Manuel Rosas-Hernandez (Rosas) appeals the 71-month prison sentence imposed by the district court after he pleaded guilty to illegal reentry pursuant to 8 U.S.C. § 1326. He argues that the sentence is greater than necessary to meet the sentencing goals outlined in 18 U.S.C. § 3553(a) and specifically asserts (1) that U.S.S.G. § 2L1.2, the guidelines provision applicable to violations of § 1326, is flawed in that it allows previous convictions to be “double counted” in the calculation of guidelines ranges and (2) that his sentence fails to adequately account for his circumstances and motives.

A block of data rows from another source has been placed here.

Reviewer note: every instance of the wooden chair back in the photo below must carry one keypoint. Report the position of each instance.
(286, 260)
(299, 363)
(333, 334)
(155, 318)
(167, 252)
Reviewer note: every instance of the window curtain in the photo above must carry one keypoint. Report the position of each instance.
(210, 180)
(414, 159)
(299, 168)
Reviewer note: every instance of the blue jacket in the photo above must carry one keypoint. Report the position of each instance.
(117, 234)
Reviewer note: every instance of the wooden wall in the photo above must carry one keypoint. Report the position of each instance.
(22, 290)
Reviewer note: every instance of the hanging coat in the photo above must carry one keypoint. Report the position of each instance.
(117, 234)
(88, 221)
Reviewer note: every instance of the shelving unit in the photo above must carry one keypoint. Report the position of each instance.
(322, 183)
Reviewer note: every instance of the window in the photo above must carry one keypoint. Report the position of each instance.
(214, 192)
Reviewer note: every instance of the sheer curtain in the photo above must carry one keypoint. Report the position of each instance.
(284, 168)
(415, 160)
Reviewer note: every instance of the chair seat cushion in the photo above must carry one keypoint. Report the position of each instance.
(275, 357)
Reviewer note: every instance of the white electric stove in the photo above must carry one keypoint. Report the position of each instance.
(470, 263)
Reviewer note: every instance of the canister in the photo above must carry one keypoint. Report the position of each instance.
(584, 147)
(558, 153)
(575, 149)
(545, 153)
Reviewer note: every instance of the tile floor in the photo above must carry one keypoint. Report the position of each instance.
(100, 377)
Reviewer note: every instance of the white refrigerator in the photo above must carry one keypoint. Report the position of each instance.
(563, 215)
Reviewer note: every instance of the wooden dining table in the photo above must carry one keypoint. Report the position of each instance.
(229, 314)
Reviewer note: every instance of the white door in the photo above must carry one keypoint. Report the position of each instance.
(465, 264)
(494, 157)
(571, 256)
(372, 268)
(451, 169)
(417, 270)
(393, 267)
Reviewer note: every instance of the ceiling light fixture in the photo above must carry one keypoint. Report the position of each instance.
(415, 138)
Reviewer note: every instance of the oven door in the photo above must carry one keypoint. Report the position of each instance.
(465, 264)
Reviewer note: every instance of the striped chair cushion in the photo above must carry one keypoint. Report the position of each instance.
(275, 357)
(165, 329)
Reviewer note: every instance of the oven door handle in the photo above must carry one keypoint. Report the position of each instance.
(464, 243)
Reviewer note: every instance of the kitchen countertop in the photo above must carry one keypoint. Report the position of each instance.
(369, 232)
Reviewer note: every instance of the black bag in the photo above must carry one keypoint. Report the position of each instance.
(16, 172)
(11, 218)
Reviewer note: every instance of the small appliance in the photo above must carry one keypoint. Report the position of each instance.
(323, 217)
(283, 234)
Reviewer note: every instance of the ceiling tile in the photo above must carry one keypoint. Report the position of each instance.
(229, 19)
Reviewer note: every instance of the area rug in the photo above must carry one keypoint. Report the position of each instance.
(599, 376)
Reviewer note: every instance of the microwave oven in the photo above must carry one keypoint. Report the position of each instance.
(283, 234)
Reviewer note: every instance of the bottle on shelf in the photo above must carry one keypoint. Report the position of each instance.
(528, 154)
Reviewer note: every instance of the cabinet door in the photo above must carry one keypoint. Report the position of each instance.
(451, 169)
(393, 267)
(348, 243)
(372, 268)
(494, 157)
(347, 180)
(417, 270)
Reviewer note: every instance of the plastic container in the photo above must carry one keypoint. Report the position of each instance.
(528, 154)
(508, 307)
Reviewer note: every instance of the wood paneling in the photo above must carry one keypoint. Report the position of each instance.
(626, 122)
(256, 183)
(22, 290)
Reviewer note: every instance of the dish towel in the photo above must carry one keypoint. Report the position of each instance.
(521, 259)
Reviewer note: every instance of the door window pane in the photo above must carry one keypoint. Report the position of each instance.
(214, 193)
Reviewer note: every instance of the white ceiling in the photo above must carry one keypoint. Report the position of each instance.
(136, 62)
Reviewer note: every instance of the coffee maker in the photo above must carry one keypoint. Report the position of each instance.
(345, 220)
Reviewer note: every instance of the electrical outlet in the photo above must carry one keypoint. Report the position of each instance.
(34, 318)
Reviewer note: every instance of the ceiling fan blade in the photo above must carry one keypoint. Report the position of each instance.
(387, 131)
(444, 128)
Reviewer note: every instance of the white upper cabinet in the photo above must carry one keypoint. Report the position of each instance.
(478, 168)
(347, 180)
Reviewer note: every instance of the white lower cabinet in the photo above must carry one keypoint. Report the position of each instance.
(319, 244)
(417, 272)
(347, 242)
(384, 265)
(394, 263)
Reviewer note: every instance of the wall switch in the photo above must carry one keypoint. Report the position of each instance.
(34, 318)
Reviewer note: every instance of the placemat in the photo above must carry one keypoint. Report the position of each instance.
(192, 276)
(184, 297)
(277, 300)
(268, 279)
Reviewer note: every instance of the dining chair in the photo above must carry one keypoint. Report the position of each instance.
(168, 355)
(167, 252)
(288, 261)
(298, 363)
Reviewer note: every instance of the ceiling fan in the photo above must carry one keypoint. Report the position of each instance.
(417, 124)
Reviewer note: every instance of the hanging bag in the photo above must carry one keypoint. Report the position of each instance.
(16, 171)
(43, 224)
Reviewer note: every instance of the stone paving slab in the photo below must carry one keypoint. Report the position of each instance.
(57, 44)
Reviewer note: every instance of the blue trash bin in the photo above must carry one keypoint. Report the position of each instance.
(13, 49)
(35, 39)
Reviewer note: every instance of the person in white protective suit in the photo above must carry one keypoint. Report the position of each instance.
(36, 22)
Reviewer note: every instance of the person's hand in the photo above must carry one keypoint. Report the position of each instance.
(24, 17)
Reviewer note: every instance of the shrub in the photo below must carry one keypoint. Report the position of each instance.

We have already rejected the argument that using a prior conviction to increase the offense level and in calculating criminal history is impermissible “double counting.” See United States v. Duarte, 569 F.3d 528, 529-31 (5th Cir.), cert. denied, — U.S. ——, 130 S.Ct. 378, 175 L.Ed.2d 231 (2009). Rosas’s argument that the sentence does not adequately account for either his history or the circumstances and motives surrounding his offense is equally unavailing. A review of the record reveals that the district court considered Rosas’s argument that his circumstances justified a sentence below the guidelines range but ultimately explicitly rejected this argument and imposed a sentence at the top of the guidelines range. Moreover, when reviewing the reasonableness of a sentence within a properly calculated guidelines range, we will infer that the district court “considered all the factors for a fair sentence set forth in the Guidelines.” United States v. Mares, 402 F.3d 511, 519 (5th Cir.2005).
Rosas has not rebutted the presumption that the district court sentenced him to a reasonable, properly calculated within-guidelines sentence. See United States v. Campos-Maldonado, 531 F.3d 337, 338 (5th Cir.2008); United States v. Alonzo, 435 F.3d 551, 554-55 (5th Cir.2006). Accordingly, the judgment of the district court is AFFIRMED.
Pursuant to 5th Cir. R. 47.5, the court has determined that this opinion should not be published and is not precedent except under the limited circumstances set forth in 5th Cir. R. 47.5.4.